By: Nick Gambino
A federal judge has put a sock in the debate over whether AI art has any legal legs to stand on. Beryl Howell, a U.S. District Judge, ruled that AI-generated artwork can’t be copyrighted under current U.S. copyright law.
The ruling was issued as a response to a lawsuit brought by AI guy Stephen Thaler. He filed the suit against the U.S. Copyright Office after they denied his copyright filing for a piece of art generated by his Creativity Machine.
“In the absence of any human involvement in the creation of the work, the clear and straightforward answer is the one given by the Registrar: No,” Howell’s 15-page ruling states.
Thaler listed the AI bot as the author and, as the owner of the machine, he requested the copyright be transferred to him.
Common sense and current U.S. Copyright law dictate that a machine cannot author anything. Titles like “author” or “creator” suggest that they are alive and human.

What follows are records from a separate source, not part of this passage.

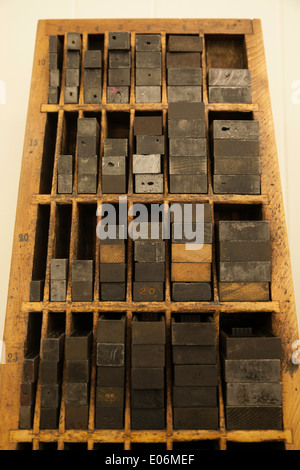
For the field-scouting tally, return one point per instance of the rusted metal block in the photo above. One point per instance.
(118, 94)
(184, 43)
(118, 40)
(184, 93)
(148, 42)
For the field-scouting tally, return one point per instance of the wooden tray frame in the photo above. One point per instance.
(282, 305)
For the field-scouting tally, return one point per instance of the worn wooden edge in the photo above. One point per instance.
(15, 325)
(285, 324)
(151, 436)
(192, 26)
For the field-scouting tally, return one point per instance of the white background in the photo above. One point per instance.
(281, 29)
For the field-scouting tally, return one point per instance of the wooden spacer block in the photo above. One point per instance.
(201, 254)
(244, 291)
(191, 272)
(112, 254)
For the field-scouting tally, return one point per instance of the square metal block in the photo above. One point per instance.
(148, 94)
(65, 184)
(72, 77)
(73, 42)
(71, 94)
(118, 94)
(92, 59)
(118, 40)
(148, 42)
(149, 183)
(119, 59)
(53, 95)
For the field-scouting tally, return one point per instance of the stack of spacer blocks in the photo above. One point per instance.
(88, 137)
(191, 262)
(58, 279)
(251, 374)
(114, 166)
(110, 389)
(187, 148)
(51, 378)
(119, 61)
(82, 280)
(148, 72)
(148, 371)
(28, 389)
(195, 390)
(65, 174)
(184, 72)
(55, 62)
(73, 61)
(113, 265)
(148, 177)
(149, 264)
(244, 260)
(77, 389)
(229, 86)
(92, 76)
(236, 157)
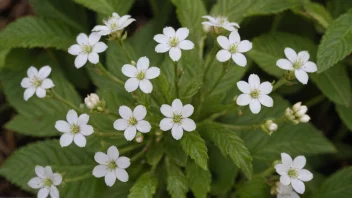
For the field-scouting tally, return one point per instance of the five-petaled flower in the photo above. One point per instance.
(75, 129)
(298, 63)
(113, 24)
(220, 21)
(46, 181)
(177, 118)
(233, 47)
(132, 121)
(292, 172)
(87, 49)
(140, 76)
(111, 166)
(37, 82)
(173, 42)
(254, 93)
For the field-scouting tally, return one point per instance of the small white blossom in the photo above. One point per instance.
(87, 49)
(254, 94)
(140, 76)
(46, 181)
(111, 166)
(173, 42)
(233, 47)
(75, 129)
(113, 24)
(177, 118)
(132, 121)
(37, 82)
(298, 63)
(292, 172)
(285, 191)
(220, 21)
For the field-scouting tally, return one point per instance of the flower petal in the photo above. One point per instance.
(188, 124)
(175, 53)
(243, 99)
(239, 59)
(143, 64)
(166, 124)
(131, 84)
(80, 140)
(152, 73)
(177, 132)
(121, 174)
(254, 106)
(139, 112)
(123, 162)
(284, 64)
(146, 86)
(100, 171)
(186, 45)
(110, 178)
(301, 76)
(266, 100)
(66, 139)
(130, 133)
(223, 55)
(291, 55)
(62, 126)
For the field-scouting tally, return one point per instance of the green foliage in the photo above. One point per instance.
(336, 43)
(195, 147)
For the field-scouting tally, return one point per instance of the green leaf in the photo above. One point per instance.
(345, 113)
(195, 147)
(70, 162)
(229, 144)
(336, 43)
(177, 184)
(107, 7)
(335, 84)
(30, 32)
(199, 180)
(338, 185)
(144, 187)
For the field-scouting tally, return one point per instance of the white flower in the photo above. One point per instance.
(286, 192)
(87, 49)
(46, 181)
(74, 129)
(132, 121)
(254, 93)
(173, 42)
(37, 82)
(220, 21)
(113, 24)
(111, 166)
(177, 118)
(292, 172)
(297, 63)
(233, 47)
(140, 75)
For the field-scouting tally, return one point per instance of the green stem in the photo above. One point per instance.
(108, 74)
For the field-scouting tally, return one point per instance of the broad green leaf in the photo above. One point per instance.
(177, 184)
(229, 144)
(338, 185)
(335, 84)
(195, 147)
(144, 187)
(107, 7)
(64, 10)
(199, 180)
(345, 113)
(336, 43)
(30, 32)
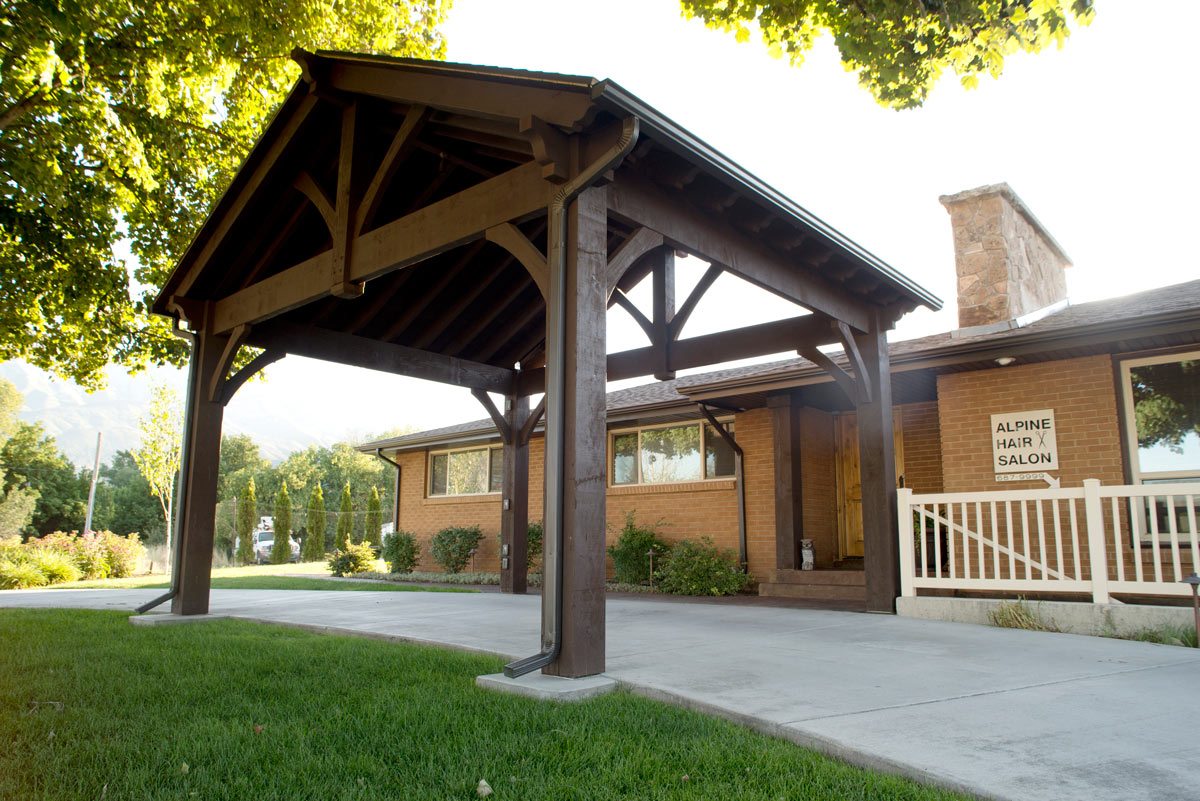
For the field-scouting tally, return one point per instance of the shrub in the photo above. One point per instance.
(19, 574)
(630, 559)
(400, 552)
(121, 554)
(57, 567)
(357, 558)
(453, 547)
(701, 568)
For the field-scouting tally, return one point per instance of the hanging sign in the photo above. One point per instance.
(1024, 441)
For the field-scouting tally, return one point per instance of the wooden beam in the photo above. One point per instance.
(371, 354)
(249, 188)
(622, 300)
(510, 238)
(309, 188)
(442, 88)
(640, 242)
(256, 365)
(639, 202)
(725, 345)
(341, 281)
(401, 145)
(409, 240)
(697, 293)
(495, 414)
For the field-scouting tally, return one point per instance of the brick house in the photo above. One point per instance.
(1019, 348)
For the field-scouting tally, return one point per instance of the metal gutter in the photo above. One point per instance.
(556, 369)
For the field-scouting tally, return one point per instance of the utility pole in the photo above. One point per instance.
(91, 493)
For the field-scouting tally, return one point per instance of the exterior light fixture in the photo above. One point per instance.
(1194, 580)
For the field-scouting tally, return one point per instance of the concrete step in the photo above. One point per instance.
(819, 577)
(813, 591)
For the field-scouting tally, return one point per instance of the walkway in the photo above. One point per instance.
(1003, 714)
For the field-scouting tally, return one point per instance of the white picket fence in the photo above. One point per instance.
(1097, 540)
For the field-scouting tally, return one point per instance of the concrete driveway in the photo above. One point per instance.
(1002, 714)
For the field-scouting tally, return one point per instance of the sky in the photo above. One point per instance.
(1097, 138)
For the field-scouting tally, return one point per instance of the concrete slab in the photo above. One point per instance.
(543, 687)
(168, 619)
(1001, 714)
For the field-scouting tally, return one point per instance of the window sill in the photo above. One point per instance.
(681, 487)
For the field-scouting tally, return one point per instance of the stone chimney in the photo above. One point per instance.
(1008, 264)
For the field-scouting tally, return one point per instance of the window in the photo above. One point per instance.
(1162, 402)
(669, 453)
(471, 471)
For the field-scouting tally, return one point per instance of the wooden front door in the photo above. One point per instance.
(850, 485)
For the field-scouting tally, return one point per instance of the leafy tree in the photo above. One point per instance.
(123, 119)
(313, 547)
(375, 519)
(31, 463)
(247, 509)
(346, 519)
(16, 503)
(159, 452)
(124, 501)
(899, 48)
(281, 550)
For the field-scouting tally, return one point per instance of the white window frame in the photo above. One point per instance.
(1131, 419)
(637, 462)
(447, 452)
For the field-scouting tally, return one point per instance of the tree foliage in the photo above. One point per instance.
(375, 519)
(281, 549)
(246, 507)
(900, 48)
(159, 452)
(313, 546)
(346, 519)
(123, 119)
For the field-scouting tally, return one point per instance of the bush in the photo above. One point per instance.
(121, 554)
(400, 552)
(21, 574)
(630, 560)
(54, 566)
(453, 547)
(354, 559)
(701, 568)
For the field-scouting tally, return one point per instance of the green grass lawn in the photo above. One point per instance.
(259, 577)
(238, 710)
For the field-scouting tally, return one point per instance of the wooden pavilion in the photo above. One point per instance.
(472, 226)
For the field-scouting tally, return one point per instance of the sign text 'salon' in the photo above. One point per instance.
(1024, 441)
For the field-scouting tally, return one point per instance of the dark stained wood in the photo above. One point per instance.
(201, 462)
(583, 439)
(515, 505)
(697, 293)
(789, 516)
(372, 354)
(663, 278)
(641, 242)
(401, 145)
(881, 559)
(264, 167)
(414, 238)
(510, 238)
(639, 202)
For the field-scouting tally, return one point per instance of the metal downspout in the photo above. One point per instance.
(177, 554)
(556, 336)
(739, 480)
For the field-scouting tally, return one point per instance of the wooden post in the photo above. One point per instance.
(581, 492)
(789, 521)
(199, 464)
(515, 506)
(881, 559)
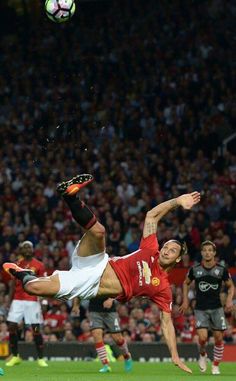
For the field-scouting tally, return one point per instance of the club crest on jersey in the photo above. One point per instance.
(205, 286)
(155, 281)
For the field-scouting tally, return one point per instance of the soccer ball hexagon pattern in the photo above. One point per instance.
(59, 10)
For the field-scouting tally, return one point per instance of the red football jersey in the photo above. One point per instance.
(39, 270)
(140, 274)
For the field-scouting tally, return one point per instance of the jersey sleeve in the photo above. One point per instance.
(164, 301)
(150, 243)
(190, 274)
(226, 275)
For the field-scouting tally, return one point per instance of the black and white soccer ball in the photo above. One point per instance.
(59, 10)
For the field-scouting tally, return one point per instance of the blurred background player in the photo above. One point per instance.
(93, 274)
(103, 317)
(209, 313)
(25, 306)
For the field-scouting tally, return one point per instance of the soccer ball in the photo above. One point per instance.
(59, 10)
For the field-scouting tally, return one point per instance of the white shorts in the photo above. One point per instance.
(83, 279)
(28, 310)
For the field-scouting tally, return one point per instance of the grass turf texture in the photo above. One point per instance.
(88, 371)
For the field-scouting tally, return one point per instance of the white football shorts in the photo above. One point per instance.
(83, 279)
(28, 310)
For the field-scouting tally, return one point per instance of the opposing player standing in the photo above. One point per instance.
(25, 306)
(103, 317)
(209, 314)
(142, 273)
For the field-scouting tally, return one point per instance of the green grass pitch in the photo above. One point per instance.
(88, 371)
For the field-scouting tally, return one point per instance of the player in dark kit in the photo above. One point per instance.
(93, 274)
(209, 314)
(25, 306)
(103, 317)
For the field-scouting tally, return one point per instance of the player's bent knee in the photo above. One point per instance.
(98, 230)
(33, 288)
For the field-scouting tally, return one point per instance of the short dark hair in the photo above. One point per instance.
(208, 243)
(183, 247)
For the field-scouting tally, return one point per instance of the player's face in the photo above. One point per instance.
(169, 253)
(208, 253)
(27, 251)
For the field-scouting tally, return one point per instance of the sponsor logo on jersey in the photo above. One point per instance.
(205, 286)
(144, 272)
(155, 281)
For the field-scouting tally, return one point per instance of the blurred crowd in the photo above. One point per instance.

To list oneself as the owner of the machine immediately deads the argument as to whether the “author” is alive, but it also admits the owner did not himself create anything.

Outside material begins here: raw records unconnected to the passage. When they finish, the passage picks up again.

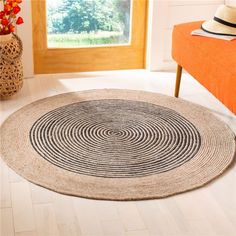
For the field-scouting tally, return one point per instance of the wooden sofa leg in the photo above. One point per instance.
(178, 80)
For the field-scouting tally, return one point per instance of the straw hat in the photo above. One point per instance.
(223, 23)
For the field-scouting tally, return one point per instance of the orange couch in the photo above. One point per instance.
(210, 61)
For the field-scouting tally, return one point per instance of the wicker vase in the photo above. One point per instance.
(11, 69)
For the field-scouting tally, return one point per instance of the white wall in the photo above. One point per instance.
(25, 33)
(164, 14)
(231, 2)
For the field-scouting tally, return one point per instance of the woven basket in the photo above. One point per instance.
(11, 69)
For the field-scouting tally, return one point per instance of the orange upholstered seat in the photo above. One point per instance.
(210, 61)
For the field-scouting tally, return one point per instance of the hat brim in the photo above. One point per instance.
(215, 27)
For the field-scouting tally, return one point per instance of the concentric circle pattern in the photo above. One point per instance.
(116, 144)
(115, 138)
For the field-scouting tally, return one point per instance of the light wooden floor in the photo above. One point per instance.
(29, 210)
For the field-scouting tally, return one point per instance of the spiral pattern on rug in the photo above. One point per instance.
(115, 138)
(116, 144)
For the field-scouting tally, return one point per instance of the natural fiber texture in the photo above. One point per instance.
(11, 76)
(116, 144)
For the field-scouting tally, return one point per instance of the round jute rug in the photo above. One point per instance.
(116, 144)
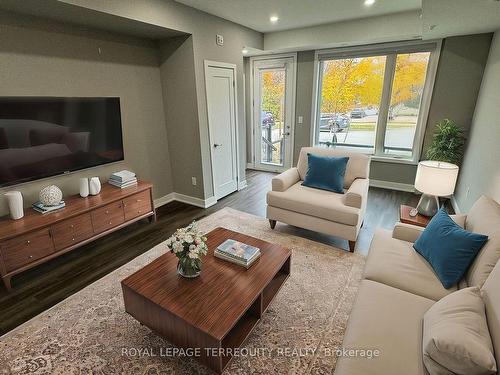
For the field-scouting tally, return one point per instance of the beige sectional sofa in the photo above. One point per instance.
(320, 210)
(399, 286)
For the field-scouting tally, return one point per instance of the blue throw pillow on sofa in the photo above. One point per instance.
(448, 248)
(326, 172)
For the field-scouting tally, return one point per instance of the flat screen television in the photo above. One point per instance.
(46, 136)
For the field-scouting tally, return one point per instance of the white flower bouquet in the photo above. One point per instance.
(189, 245)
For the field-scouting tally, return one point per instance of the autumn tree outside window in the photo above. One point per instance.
(375, 100)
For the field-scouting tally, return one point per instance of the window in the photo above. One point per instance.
(374, 101)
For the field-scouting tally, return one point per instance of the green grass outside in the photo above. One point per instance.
(364, 126)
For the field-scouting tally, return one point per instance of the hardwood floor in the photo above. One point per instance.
(42, 287)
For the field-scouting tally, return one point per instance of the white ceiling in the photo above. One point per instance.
(297, 13)
(442, 18)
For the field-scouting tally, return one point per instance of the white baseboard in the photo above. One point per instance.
(454, 204)
(392, 185)
(158, 202)
(242, 185)
(198, 202)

The art piece in question is a computer-generated image titled “A Recent Entrance to Paradise.” Now, I’m no art critic or connoisseur, but if I had to choose words to describe the piece I’d use “reductive” and “basic.” The quality of the art, of course, is not the basis for whether or not it’s eligible for copyright protection.

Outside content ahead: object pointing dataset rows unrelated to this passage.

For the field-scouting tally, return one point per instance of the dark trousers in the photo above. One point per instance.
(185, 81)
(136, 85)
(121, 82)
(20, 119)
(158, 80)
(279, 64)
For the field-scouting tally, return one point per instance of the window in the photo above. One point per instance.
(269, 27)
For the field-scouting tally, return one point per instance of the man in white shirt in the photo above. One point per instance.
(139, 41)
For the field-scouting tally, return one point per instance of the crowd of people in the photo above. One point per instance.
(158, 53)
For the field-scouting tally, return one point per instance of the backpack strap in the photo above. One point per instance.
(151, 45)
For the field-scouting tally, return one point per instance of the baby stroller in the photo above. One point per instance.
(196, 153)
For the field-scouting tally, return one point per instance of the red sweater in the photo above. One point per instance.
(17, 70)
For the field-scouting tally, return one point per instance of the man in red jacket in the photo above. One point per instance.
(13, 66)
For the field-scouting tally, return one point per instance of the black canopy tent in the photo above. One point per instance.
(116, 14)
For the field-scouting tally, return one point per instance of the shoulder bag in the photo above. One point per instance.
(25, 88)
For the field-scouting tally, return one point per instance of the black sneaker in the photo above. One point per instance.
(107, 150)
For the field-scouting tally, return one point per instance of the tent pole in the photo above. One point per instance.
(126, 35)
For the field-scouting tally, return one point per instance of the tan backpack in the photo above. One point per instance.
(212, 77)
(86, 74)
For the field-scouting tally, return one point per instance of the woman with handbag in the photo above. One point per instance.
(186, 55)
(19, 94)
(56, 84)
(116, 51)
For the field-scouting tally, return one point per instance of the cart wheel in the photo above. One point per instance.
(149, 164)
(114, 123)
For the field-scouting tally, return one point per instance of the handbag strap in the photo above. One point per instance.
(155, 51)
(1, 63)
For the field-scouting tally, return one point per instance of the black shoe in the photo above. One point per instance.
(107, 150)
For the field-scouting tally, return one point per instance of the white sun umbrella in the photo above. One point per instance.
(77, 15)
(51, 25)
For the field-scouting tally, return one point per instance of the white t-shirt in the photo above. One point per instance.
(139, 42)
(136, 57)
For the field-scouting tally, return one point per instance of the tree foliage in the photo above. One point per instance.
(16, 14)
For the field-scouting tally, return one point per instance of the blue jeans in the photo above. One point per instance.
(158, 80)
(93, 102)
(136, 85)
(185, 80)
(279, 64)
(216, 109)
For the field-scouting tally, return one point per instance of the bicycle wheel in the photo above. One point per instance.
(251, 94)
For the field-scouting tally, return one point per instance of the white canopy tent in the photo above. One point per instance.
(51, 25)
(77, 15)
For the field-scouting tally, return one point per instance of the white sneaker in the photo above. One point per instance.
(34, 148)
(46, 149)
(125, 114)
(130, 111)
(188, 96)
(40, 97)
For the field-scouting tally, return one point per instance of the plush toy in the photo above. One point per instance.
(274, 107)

If the federal judge had sided with Thaler there would be assumedly no limit to how many AI-generated images would make their way to the Copyright Office for approval. These machines can produce products at a mad rate and require little to no effort on the owner’s part.
A favorable ruling may have also had an impact on Hollywood’s use of AI to make movies, a point of contention in the ongoing labor strikes. The WGA is currently in their fourth month on strike and SAG-AFTRA in their second because the AMPTP has refused to negotiate in good faith.
Howell did state that we are fast coming upon a new state of affairs in copyright law owing to rapidly advancing AI technology and overlap created by humans using it as a tool. This poses a challenge as to how much human input is necessary to issue a copyright.
All of these rules and laws and even civilization itself is an arbitrary constructed by us to fill the void of “nothing much to do.” We create these games and systems to give us something to do. If we just hand over an entire field of endeavor like art to the machines, what’s the point? I think the spirit of living gets lost in the manic drive to create intelligent technology.